Adapun harga methanol di pasar China tercatat turun 0,73 persen menjadi CNY 2.569 per ton dalam sehari dan melemah 7,16 persen secara YTD. Sementara itu, heating oil (minyak pemanas) dan gasoline juga mencatat kenaikan tipis masing-masing sebesar 0,02 persen.

Secara keseluruhan, volatilitas harga energi dipengaruhi oleh berbagai faktor, termasuk pergerakan pasar global, kebijakan OPEC+ (Organization of the Petroleum Exporting Countries), serta kondisi permintaan dan pasokan di masing-masing regional.

Diberitakan KabarBursa.com sebelumnya, Ekonom dari Universitas Andalas, Syafruddin Karimi, mempertanyakan bagaimana Amerika Serikat akan memastikan bahwa suatu negara membeli minyak dari Rusia. Apakah semua mitra dagang AS harus membuka data kontrak energi mereka? Keraguan serupa juga disampaikan oleh William Reinsch dari Center for Strategic and International Studies, yang menilai kebijakan ini masih belum jelas secara teknis.

Syafruddin juga menilai langkah ini bisa menjadi bumerang bagi ekonomi global, terutama bagi negara-negara berkembang yang bergantung pada energi murah.

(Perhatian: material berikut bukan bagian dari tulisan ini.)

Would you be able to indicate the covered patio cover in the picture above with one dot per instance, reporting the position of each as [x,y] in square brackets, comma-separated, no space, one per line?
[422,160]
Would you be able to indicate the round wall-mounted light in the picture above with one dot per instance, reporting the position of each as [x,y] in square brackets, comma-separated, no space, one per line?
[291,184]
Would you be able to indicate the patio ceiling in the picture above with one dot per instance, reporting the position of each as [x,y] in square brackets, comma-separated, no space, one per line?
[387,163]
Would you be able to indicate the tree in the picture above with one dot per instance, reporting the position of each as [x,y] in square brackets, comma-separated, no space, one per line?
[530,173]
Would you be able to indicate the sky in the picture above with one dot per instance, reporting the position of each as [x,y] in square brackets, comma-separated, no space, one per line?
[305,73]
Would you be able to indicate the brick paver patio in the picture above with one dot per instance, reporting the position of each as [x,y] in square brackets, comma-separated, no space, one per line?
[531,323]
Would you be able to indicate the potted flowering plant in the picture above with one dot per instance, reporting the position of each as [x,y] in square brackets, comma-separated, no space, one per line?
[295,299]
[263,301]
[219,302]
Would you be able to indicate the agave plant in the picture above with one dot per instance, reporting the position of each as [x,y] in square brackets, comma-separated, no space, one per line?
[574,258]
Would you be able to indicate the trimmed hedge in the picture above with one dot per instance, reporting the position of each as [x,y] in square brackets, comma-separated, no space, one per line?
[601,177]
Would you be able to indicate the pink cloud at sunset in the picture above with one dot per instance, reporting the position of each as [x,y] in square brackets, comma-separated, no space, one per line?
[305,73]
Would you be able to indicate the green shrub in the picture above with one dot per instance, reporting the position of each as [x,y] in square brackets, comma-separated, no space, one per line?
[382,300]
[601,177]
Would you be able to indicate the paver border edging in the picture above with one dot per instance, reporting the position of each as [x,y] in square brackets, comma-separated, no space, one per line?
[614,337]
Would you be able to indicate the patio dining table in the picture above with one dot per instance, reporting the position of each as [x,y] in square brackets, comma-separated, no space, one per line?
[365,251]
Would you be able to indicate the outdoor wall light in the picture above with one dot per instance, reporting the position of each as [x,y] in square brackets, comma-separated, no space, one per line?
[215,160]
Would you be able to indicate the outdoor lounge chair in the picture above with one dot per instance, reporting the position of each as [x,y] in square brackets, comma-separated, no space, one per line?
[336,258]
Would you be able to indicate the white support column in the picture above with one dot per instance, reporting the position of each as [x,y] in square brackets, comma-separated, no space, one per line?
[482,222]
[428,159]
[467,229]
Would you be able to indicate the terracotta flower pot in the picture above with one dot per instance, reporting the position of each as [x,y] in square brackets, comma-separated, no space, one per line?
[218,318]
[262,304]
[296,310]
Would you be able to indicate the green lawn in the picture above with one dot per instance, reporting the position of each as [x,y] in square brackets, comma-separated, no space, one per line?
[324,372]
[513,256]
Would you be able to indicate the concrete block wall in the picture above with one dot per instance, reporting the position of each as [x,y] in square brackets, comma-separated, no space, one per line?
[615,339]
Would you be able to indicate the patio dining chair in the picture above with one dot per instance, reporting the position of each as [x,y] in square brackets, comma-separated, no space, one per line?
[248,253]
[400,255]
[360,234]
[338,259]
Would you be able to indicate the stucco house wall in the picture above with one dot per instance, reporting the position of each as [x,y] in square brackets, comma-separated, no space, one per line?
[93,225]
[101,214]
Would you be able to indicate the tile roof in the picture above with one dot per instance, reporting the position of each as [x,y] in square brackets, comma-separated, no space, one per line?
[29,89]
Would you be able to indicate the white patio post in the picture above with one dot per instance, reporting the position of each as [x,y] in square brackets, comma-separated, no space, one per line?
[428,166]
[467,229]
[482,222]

"Jika AS memaksakan tarif sekunder ini, dampaknya tidak hanya dirasakan oleh Rusia, tetapi juga akan mengganggu keseimbangan pasar energi dunia dan mempersulit negara berkembang yang sangat bergantung pada minyak murah," ujarnya dalam keterangannya di Jakarta, Senin 31 Maret 2025.

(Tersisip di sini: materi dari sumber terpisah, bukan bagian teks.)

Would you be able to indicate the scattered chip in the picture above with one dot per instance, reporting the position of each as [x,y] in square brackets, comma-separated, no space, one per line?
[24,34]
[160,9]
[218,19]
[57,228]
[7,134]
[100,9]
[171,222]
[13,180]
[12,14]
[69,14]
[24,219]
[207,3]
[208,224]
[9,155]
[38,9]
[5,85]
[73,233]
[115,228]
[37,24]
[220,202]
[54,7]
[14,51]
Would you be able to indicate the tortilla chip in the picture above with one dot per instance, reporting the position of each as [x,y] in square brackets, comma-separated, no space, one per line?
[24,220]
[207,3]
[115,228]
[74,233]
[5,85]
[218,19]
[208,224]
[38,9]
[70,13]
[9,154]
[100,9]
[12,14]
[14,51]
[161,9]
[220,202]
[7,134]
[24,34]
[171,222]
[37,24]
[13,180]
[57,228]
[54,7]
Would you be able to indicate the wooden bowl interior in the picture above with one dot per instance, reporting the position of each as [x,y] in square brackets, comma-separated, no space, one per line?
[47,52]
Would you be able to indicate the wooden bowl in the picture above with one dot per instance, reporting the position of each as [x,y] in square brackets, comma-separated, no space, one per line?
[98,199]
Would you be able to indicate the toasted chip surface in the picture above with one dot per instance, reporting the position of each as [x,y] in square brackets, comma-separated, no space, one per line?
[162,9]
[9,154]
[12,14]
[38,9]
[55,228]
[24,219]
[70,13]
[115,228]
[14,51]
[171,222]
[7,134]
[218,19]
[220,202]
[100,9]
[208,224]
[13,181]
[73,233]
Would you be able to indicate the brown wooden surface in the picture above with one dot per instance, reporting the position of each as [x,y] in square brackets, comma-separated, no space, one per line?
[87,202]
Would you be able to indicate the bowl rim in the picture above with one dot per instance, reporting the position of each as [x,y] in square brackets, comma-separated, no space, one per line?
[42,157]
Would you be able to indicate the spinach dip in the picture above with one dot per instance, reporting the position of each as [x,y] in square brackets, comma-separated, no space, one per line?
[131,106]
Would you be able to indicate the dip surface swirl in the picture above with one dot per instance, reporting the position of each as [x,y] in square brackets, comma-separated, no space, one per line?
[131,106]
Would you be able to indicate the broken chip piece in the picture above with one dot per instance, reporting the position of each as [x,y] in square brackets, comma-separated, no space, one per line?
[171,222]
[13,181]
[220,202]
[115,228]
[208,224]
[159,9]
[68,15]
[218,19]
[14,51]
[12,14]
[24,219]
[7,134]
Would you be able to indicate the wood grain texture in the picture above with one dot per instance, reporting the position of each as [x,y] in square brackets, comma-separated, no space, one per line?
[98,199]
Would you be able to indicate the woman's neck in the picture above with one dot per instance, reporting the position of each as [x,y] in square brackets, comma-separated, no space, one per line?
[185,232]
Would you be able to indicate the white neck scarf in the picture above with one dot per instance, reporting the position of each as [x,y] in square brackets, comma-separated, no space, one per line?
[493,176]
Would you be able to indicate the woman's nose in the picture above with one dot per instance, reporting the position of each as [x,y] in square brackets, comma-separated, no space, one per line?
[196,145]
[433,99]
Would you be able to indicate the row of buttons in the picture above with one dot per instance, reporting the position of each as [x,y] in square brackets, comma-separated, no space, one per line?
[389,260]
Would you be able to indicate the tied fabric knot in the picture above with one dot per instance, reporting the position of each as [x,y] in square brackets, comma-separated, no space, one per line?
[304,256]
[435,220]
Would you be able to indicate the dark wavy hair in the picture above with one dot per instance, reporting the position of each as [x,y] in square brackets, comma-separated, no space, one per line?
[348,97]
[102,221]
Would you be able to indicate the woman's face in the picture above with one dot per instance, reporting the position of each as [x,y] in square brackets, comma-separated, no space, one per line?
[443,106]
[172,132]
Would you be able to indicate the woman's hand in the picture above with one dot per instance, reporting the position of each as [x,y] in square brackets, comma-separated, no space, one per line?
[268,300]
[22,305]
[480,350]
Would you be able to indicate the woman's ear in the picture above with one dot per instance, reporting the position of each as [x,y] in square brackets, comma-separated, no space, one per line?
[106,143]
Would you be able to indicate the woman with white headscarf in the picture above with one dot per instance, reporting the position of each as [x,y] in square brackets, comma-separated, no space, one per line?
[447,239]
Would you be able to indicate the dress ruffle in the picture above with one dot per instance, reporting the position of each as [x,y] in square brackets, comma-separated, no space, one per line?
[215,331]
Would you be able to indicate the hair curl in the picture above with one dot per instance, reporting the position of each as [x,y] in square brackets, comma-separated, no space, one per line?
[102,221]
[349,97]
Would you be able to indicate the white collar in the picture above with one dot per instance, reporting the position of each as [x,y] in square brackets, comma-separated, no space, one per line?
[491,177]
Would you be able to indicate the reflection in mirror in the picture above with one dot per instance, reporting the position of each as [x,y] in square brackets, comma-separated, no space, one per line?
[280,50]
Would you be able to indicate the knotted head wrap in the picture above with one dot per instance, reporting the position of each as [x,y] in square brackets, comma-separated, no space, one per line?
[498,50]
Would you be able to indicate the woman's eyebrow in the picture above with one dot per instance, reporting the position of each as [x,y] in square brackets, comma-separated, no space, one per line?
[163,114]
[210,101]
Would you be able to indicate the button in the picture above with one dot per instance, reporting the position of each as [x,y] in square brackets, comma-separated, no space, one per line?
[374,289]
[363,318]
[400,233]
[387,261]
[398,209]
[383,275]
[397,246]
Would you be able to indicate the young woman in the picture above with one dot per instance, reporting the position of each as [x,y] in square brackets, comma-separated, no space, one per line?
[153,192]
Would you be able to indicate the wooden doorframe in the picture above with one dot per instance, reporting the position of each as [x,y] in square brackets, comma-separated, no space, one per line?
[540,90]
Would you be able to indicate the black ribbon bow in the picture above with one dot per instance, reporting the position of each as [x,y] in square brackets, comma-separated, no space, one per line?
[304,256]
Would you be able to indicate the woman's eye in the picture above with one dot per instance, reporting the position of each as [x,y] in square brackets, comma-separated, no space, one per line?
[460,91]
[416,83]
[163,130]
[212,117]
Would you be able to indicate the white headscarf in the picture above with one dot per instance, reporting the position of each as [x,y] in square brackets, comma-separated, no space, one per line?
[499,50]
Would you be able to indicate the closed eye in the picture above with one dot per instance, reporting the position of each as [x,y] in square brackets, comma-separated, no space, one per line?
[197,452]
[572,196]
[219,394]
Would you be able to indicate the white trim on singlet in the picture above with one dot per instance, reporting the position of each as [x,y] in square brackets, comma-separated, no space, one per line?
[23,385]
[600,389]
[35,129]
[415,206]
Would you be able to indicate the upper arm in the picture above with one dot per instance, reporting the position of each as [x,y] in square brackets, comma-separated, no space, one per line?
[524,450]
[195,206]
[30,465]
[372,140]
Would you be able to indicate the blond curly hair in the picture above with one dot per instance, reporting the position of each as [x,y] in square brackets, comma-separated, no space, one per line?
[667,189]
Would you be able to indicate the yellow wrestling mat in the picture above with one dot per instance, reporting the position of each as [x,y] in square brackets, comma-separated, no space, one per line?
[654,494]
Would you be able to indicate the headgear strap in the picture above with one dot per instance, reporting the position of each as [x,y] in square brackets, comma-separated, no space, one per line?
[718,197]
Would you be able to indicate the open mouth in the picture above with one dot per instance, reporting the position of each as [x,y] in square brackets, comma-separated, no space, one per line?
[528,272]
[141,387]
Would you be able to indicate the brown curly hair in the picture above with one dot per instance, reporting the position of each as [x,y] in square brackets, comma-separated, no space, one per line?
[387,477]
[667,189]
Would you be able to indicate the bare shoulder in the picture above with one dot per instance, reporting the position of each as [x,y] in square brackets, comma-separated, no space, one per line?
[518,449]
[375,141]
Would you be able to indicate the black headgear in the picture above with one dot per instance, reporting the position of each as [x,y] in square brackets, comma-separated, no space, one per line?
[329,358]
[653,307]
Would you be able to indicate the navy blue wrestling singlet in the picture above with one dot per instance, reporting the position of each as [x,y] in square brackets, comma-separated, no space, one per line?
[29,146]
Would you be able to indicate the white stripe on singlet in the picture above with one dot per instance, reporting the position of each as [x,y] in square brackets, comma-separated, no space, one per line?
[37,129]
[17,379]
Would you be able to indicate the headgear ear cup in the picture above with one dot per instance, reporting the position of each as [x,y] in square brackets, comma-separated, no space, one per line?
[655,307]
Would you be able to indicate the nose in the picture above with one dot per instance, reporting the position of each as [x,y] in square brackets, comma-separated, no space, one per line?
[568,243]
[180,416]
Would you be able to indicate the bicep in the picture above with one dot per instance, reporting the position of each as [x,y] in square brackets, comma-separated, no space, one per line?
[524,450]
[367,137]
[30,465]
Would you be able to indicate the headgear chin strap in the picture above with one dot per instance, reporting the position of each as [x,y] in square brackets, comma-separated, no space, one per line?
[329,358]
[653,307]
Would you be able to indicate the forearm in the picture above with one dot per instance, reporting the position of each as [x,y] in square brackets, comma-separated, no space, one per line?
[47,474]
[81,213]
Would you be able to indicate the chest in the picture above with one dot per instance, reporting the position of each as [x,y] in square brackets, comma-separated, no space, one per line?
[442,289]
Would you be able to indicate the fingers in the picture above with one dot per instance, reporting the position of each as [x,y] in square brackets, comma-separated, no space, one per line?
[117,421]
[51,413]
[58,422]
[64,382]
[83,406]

Lebih berbahaya lagi, kebijakan ini membuka babak baru dalam penggunaan hegemoni ekonomi AS untuk mengatur kebijakan luar negeri negara lain. “Ini bukan lagi tentang memerangi Rusia, tetapi tentang mengendalikan pasar global lewat jalur energi,” tambah dia.

Bagi negara-negara berkembang seperti India, kebijakan ini menempatkan mereka dalam dilema. India telah menjadi pembeli utama minyak mentah Rusia, mencapai 35 persen dari total impor minyaknya pada 2024. Minyak Rusia ditawarkan dengan harga diskon besar, yang sangat menguntungkan untuk menjaga inflasi dan stabilitas fiskal.

Jika India harus menghindari minyak Rusia demi menghindari tarif AS, maka harga energi dalam negeri akan naik drastis. Situasi yang sama bisa terjadi di banyak negara Global South. Negara-negara ini tertekan antara kebutuhan energi murah dan risiko kehilangan akses ke pasar AS.

Indonesia sendiri bukan pembeli langsung minyak Rusia dalam jumlah besar, tetapi sangat rentan terhadap dampak global. Lonjakan harga minyak akibat gejolak pasar dapat meningkatkan beban subsidi BBM, memperlemah nilai tukar rupiah, dan pada akhirnya menurunkan daya beli masyarakat.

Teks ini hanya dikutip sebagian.